Tess, Rowena’s friend and co-captor(?), is an interesting character. Like Rowena, she’s portrayed as fairly weak, doesn’t have much of a backbone to speak of, and is rarely seen in the book. I would have liked to see much more of her than I actually did.

And then there are the men. Oh, the men. All of the men are sexy. All of the men want Rowena. And Rowena wants almost all of them in return. I get it, this is a reverse harem kind of story, but come on. The men are, for the most part, flawless.
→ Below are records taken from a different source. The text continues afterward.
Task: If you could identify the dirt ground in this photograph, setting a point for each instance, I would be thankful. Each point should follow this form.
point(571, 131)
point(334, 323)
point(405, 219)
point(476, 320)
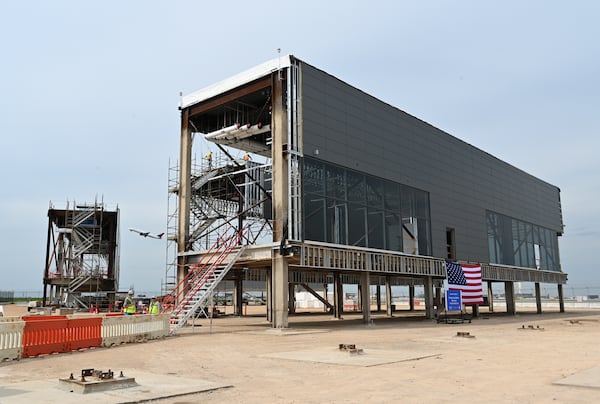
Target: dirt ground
point(407, 358)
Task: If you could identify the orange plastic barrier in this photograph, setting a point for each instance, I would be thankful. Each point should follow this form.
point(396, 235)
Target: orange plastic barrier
point(43, 335)
point(84, 333)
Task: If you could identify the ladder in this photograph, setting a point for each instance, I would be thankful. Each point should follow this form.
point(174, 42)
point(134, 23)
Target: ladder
point(201, 280)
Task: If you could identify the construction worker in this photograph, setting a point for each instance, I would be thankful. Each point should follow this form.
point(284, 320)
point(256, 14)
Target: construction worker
point(208, 158)
point(129, 304)
point(154, 306)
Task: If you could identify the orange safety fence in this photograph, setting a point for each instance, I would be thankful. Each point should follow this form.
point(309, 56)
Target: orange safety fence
point(43, 335)
point(84, 333)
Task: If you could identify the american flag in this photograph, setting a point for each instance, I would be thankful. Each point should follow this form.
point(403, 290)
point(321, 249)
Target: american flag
point(466, 278)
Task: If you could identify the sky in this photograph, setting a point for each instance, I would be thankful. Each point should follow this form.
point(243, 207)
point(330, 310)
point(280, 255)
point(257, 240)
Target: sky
point(89, 94)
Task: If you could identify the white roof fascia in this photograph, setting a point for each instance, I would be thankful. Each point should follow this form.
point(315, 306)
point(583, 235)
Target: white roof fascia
point(239, 79)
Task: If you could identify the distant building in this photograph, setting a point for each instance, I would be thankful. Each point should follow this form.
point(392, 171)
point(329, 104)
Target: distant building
point(346, 188)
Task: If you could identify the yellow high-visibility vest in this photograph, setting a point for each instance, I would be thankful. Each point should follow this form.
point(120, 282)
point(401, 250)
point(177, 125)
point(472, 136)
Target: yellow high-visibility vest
point(129, 305)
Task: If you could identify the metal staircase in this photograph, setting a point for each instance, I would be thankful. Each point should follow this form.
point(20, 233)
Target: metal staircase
point(192, 293)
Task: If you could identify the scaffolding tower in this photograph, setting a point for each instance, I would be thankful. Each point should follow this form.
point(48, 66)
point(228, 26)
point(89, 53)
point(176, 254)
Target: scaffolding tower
point(82, 254)
point(228, 195)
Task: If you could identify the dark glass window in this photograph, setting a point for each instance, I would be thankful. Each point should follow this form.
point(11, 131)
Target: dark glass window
point(343, 206)
point(514, 242)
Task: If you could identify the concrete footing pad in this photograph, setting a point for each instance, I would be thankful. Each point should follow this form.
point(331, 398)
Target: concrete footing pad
point(587, 378)
point(149, 387)
point(368, 357)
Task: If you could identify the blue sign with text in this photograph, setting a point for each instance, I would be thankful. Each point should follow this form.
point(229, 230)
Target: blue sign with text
point(454, 300)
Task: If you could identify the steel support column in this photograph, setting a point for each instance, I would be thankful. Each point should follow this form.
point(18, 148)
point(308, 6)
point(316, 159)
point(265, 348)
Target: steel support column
point(280, 201)
point(185, 182)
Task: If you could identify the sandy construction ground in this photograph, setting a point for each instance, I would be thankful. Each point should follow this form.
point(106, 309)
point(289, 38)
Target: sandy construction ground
point(527, 358)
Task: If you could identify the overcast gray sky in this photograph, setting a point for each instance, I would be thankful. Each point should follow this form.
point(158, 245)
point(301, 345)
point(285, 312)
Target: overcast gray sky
point(89, 94)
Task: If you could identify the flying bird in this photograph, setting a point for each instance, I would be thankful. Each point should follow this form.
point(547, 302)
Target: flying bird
point(146, 233)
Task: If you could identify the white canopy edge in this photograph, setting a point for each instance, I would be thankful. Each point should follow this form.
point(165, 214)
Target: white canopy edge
point(239, 79)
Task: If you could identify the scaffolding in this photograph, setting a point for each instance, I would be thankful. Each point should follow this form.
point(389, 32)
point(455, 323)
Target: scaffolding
point(82, 255)
point(228, 194)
Jasper is hot, works out, and catches Rowena eyeing his half-naked body on more than one occasion. And was one of Rowena’s hidden protector’s. He even kisses her once, only to push her away. Marcus is hot, a joker-type, but cares for Rowena very much. Eric is hot, smart, and was Rowena’s other hidden protector. And then there is Silas, hot, broody, artistic, and caring. See, they’re all hot and remarkably perfect in different ways. Except for Sebastian who is hot and not really trustworthy, but is forgiven.

Rowena, my girl, get you a guy who can do it all. Or at least some. Because this was PG-13 at best, you guys. Absolutely no steam or sexiness here.


Here’s the thing. The writing is decent. There wasn’t anything here that screamed at me to stop and read something again because it was just so perfect. But there also wasn’t anything that made me stop and go “huh?” either. I like the way magic was brought into this world, how it’s fading, and how that is affecting all magic users and shifters. The concept of magic, especially since it is tied into Greek mythology, did lead me to some questions about the Fae, for example, because Seelie and Unseelie Fae tend to be tied more to Celtic mythology, which fits with a name like Rowena.

While we have a tentative over-arching villain in the witch-hunters, we don’t have a truly defined villain by the end of this book, so I felt the ending was anticlimactic. This is the first in a series though, so I’m hopeful that a villain will be brought in soon.


This was a fun book to read, and definitely qualifies as “brain candy”. It’s not some five-course meal that leaves you satisfied for hours afterwards. Instead, this is something short and sweet that satisfies the craving to get out of my own head and into a different world altogether. It’s an interesting story with enough originality to keep me interested.